Additionally, the agreement clearly states individuals who possess the authority to make business decisions on behalf of the partnership business. A good partnership agreement will also detail how the business can be dissolved, how the partnership may be transferred, and protections afforded to the surviving partner in the event of the death of the other partner.
Because of how important a successful agreement is to the health of the partnership, it is crucial to create the agreement ahead of time and agree to the terms. Doing so will ensure that there is an organized structure to the partnership that informs each partner of their responsibilities, as well as how future disputes between the partners may be resolved.
The following list includes some of the basic elements that should be included in any partnership agreement:
- Amount of Ownership: The amount of the partnership owned by each partner should be determined and noted in the agreement. Determine how much each partner is contributing to the company, both financial and property assets, and how much each partner will receive in terms of profits. Once this has all been determined, it should be committed to the partnership agreement;
- A System for Making Decisions: Any policy and procedure should be included in the partnership agreement.

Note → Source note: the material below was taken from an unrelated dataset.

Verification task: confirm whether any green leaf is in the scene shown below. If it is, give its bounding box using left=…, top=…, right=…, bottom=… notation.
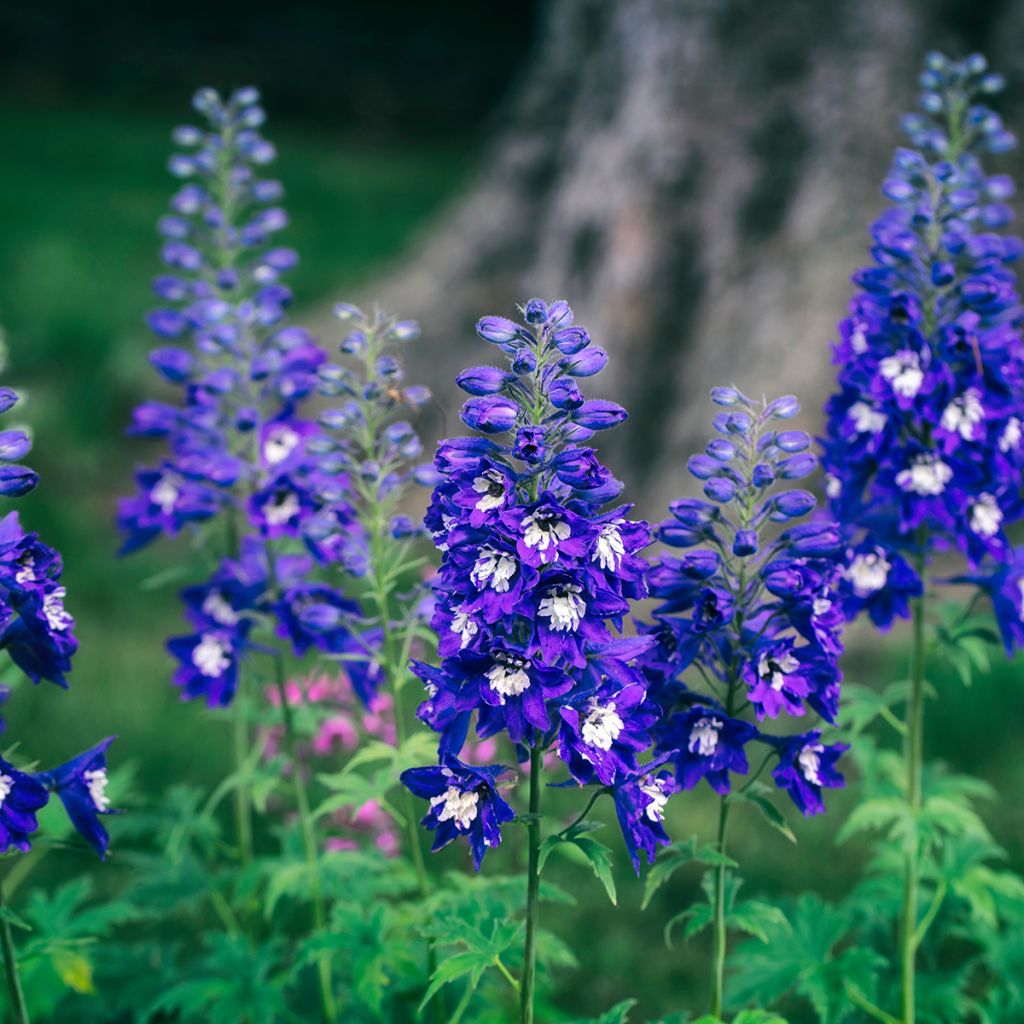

The partners should agree upon a way in which major decisions are made in the partnership, whether unanimous vote or some other method;
- Authority for Different Aspects of the Business: Not every partner needs authority in every aspect of the business, as this can complicate situations and impede progress. The agreement should specify who has authority where, and set out a system of management. It should be explained who is in charge of which specific aspects of the company such as accounting, customer service, etc. Without an agreement that details each partner’s authority, any partner would have the permission to bind the partnership business to any contract, debt, or agreement;
- A Buyer-Seller Agreement: The business agreement should contain a plan for what happens when one of the partners leaves their position, whether it be due to death, termination, resignation, or some other potentially unforeseen circumstances. Additionally, the agreement should specify how that former partner’s portion of the business will be divided amongst the remaining partner(s);
- Adding Partners Procedure: As previously mentioned, some partnerships are only between two partners who agree not to ally themselves with a third partner. However, this is not always the case. A partnership agreement should include a procedure for how new partners will be added to the business. It should also specify who is allowed to be part of that decision, as well as how much say in business matters they will have;
- Dispute Resolution Procedure: A procedure for resolving business disputes between the partners should be included in the partnership agreement. This can help future issues move along smoothly; and
- Salary, Distribution, Debt, and Obligations Procedure: The agreement should detail how much each partner has contributed to the business, and how much return investment or salary each partner will receive from the business. Additionally, the obligations of each partner should be detailed, for the debt incurred by the business. This should halt any dispute or confusion when ending the partnership.
Contracts such as a partnership agreement may be drafted by anyone, but an attorney is often necessary in order to create a reliable and secure contract, especially when the contract is complex. A skilled and knowledgeable business attorney can assist you in identifying your needs and creating a sound and legally enforceable partnership agreement.
If you find yourself in a conflict regarding a partnership agreement, a business attorney can also help you determine your best course of action in order to protect yourself and your assets, as well as represent you in court, if necessary.